La costruzione del mito della Grecia come deposito di modelli artistici universali ha radici antiche, e si fonda su fonti letterarie e monumentali. Nel catalogo della mostra su Fidia in corso a Roma un saggio di Eloisa Dodero racconta una tappa di questo percorso a partire dalla riscoperta quattrocentesca della scultura classica greca da parte di alcuni umanisti. Importante, in questo processo, il ruolo dei Dioscuri che vediamo oggi campeggiare davanti al palazzo del Quirinale, sculture che un’iscrizione antica attribuiva a Fidia e a Prassitele, alla metà del V secolo a.C. quindi, e che oggi si ritiene possano essere in realtà opere romane del III secolo d.C., copie di originali ellenistici.

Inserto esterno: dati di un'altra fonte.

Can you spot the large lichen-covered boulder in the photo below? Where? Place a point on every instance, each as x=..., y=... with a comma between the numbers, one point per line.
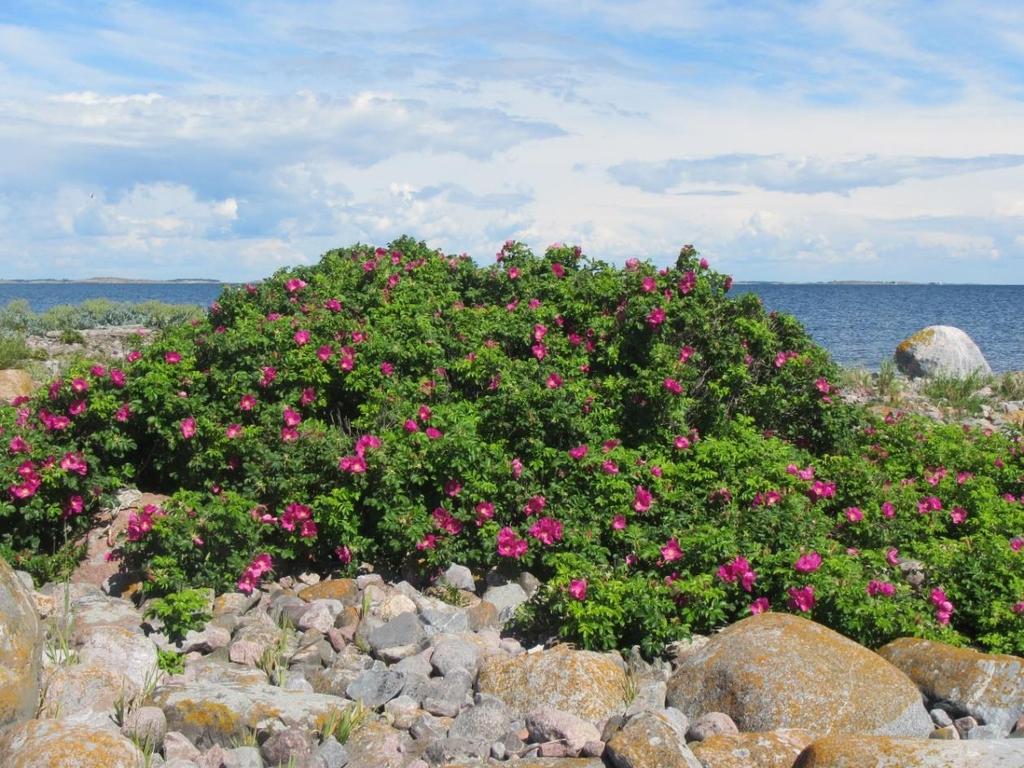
x=765, y=750
x=589, y=685
x=883, y=752
x=215, y=713
x=19, y=648
x=54, y=743
x=14, y=383
x=650, y=739
x=779, y=671
x=940, y=350
x=987, y=686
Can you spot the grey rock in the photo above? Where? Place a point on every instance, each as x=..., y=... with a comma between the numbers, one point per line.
x=551, y=725
x=375, y=687
x=244, y=757
x=710, y=724
x=940, y=350
x=985, y=732
x=288, y=744
x=506, y=598
x=455, y=653
x=132, y=654
x=483, y=723
x=146, y=725
x=332, y=753
x=401, y=632
x=459, y=577
x=940, y=718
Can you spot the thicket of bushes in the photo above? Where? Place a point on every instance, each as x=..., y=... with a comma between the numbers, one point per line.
x=665, y=458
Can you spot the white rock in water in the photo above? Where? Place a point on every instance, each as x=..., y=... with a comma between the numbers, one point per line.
x=940, y=350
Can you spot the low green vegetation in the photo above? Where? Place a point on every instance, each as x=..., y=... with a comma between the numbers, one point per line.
x=665, y=458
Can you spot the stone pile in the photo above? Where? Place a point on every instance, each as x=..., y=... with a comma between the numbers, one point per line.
x=314, y=673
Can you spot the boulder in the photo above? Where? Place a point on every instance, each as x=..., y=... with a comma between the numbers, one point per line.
x=14, y=383
x=765, y=750
x=779, y=671
x=882, y=752
x=216, y=713
x=940, y=350
x=54, y=743
x=650, y=740
x=584, y=683
x=19, y=648
x=987, y=686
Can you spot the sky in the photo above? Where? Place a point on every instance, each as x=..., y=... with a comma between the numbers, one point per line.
x=786, y=140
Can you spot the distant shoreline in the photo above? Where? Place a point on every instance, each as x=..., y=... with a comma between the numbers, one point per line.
x=114, y=282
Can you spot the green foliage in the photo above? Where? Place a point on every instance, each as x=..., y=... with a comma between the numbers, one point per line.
x=180, y=611
x=659, y=455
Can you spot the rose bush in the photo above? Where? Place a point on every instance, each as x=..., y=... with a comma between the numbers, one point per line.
x=666, y=458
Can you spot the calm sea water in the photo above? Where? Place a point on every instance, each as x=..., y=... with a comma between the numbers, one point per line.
x=862, y=325
x=859, y=325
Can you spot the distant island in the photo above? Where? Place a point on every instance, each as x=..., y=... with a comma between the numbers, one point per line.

I due Dioscuri e i loro cavalli erano stati ritrovati nell’area – vicina – in cui sorgeva un tempio di epoca severiana; la vasca della fontana su cui si ergono viene invece dall’antico Campo vaccino, mentre l’obelisco fu sottratto ai materiali della tomba di Augusto a Ripetta. Un processo di disinvolto riutilizzo di materiali antichi, considerati come mattoncini del Lego, durato secoli e che ha determinato molta parte dell’assetto urbanistico e della decorazione urbana di Roma. La piazza fu completata così com’è solo nel 1818, ma i due Dioscuri erano già in quei paraggi, è appunto lì che li vide Ciriaco d’Ancona nel 1433 con la scritta apocrifa che li attribuiva a quei due nomi che già dovevano risuonare come i soli degni di vedersi assegnare tanta mole di eccellenza creativa. Un’abitudine – quella del patchwork e del fake – che ha reso più farraginosa, ma a maggior ragione meritoria, la lettura filologica dei resti antichi che costellano il tessuto urbano della città. Il nome di Fidia era associato al periodo più alto dell’arte greca già da autori romani come Plinio il Vecchio e Cicerone. Fatto sta che a Fidia sono stati attribuiti, dallo stesso Ciriaco, pure i Cavalli di San Marco a Venezia, che erano invece opera ellenistica e frutto di un saccheggio, quello operato dai crociati a Costantinopoli nel 1204, quando le truppe benedette dal papa avevano ritenuto più redditizio attaccare una capitale cristiana piuttosto che impelagarsi nell’ennesima carneficina con le milizie islamiche che presidiavano la Terra Santa.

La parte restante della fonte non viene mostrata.